Case Study

Multi-Agent Monitoring for Factoring Underwriting

Softwise.AI partnered with a factoring company (under NDA) to co-create a modular, agent-based AI system that automates the collection, monitoring, and reporting of online company information across the underwriting portfolio. By orchestrating specialized agents to search different sources, compare findings to prior reports, and generate actionable alerts and summaries, the underwriting team can now support factoring decisions at scale - turning hours of manual research per client into under two minutes of automated, structured reporting.

CLIENT

Confidential (under NDA)

YEAR

2025

INDUSTIRES

Financial Services - Factoring & Credit Underwriting

DELIVERABLES

Agent-Based Monitoring System, Configurable Search Agents, Master Aggregation Agent, Automated Reporting, CRM & Credit-System Integration, Secure Cloud Deployment

The problem

The client's underwriting team needed continuous, reliable visibility into the online footprint of every company in its factoring portfolio - corporate filings, leadership changes, customer and employee sentiment, regulatory notices, and any emerging signal that might affect credit risk. In practice, that meant analysts running the same kind of fragmented internet research, manually, across thousands of companies, every cycle.

The work didn't scale. Sources were spread across platforms with inconsistent timestamps, important signals slipped through, and consolidating findings into a usable report cost hours per client - slowing credit decisions and eroding the team's ability to expand the portfolio. The team needed a way to automate the entire research-to-report loop, with enough flexibility to add new sources and risk signals as the business evolved, and without compromising on the security of credit data.

Softwise.AI was asked to co-create that system in close collaboration with the underwriting team.


{Key Challenges}

Why manual online research couldn't scale across a factoring portfolio

The project had to address a tightly interlocked set of operational, data, and security constraints:


  • High monitoring volume

    The portfolio contained too many companies for individual analyst searches to remain practical or repeatable.

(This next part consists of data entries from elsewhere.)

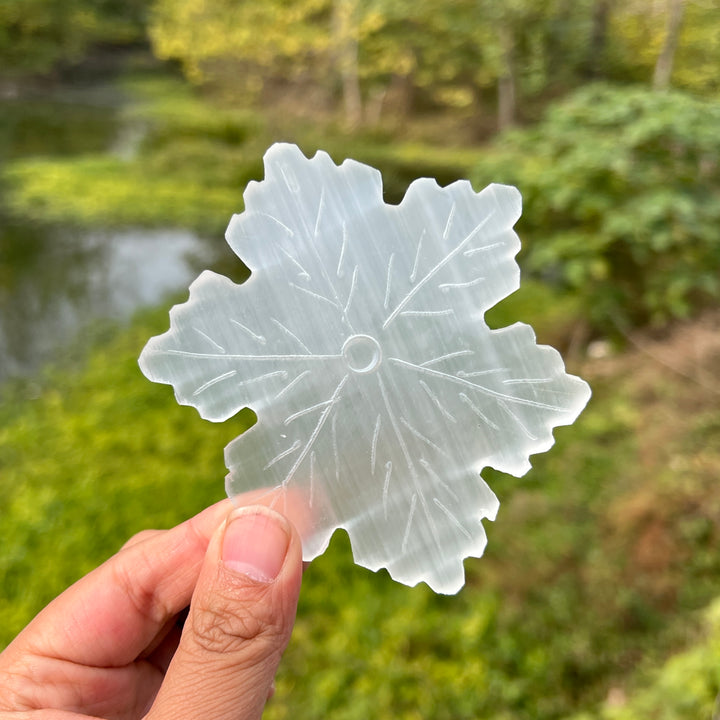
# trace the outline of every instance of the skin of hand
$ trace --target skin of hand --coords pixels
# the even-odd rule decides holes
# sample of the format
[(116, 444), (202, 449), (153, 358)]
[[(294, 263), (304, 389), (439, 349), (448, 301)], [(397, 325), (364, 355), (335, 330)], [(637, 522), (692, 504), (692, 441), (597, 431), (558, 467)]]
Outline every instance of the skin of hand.
[(0, 653), (0, 718), (255, 720), (302, 569), (297, 530), (263, 505), (146, 530)]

  • Fragmented data across online platforms

    Relevant information lived across many sources, often without clear timestamps - making it hard to know what was new and what mattered.


  • Risk of missing emerging issues

    Negative customer reviews, employee complaints, regulatory notices, and other early-warning signals could easily slip past manual review under time pressure.

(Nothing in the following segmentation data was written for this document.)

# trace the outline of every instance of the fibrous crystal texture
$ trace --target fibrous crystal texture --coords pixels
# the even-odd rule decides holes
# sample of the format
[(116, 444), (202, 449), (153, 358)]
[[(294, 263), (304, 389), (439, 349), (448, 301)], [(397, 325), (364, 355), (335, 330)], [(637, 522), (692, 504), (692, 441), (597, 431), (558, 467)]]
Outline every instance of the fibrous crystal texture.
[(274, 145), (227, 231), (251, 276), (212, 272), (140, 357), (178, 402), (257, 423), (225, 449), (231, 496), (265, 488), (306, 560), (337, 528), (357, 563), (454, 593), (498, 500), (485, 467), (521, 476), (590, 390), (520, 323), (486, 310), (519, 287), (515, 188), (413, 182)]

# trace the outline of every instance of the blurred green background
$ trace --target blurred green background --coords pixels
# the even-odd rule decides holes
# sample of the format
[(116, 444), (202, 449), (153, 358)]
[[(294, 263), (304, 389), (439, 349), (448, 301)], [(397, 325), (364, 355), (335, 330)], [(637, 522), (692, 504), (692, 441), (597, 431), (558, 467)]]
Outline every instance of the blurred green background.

  • Hours of manual consolidation per client

    Pulling research together into reports consumed senior underwriting time and delayed credit decisions.


  • Constantly evolving monitoring needs

    New data sources, sectors, and risk patterns kept emerging - any solution had to adapt without an engineering project each time.


  • Confidentiality of credit data

    As a financial services provider, the client needed enterprise-grade security, controlled deployment options, and tight integration with existing CRM and credit-decision systems.


{Process}

How we co-created a multi-agent monitoring system in 5 stages?

Softwise.AI and the client ran the engagement as a true co-creation, with the underwriting team actively shaping the system at each step.

1. Joint discovery with the underwriting team

The teams worked together to map the real research workflow, identifying which signals actually moved credit decisions, where analysts were spending most of their time, and what an acceptable report looked like for the next reviewer in the chain.

2. Designing an agent-based architecture

Rather than building a single monolithic model, the team designed the solution as a suite of specialized AI agents - each responsible for a distinct part of the research pipeline, coordinated by a master agent. This made the system modular, testable, and easy to extend.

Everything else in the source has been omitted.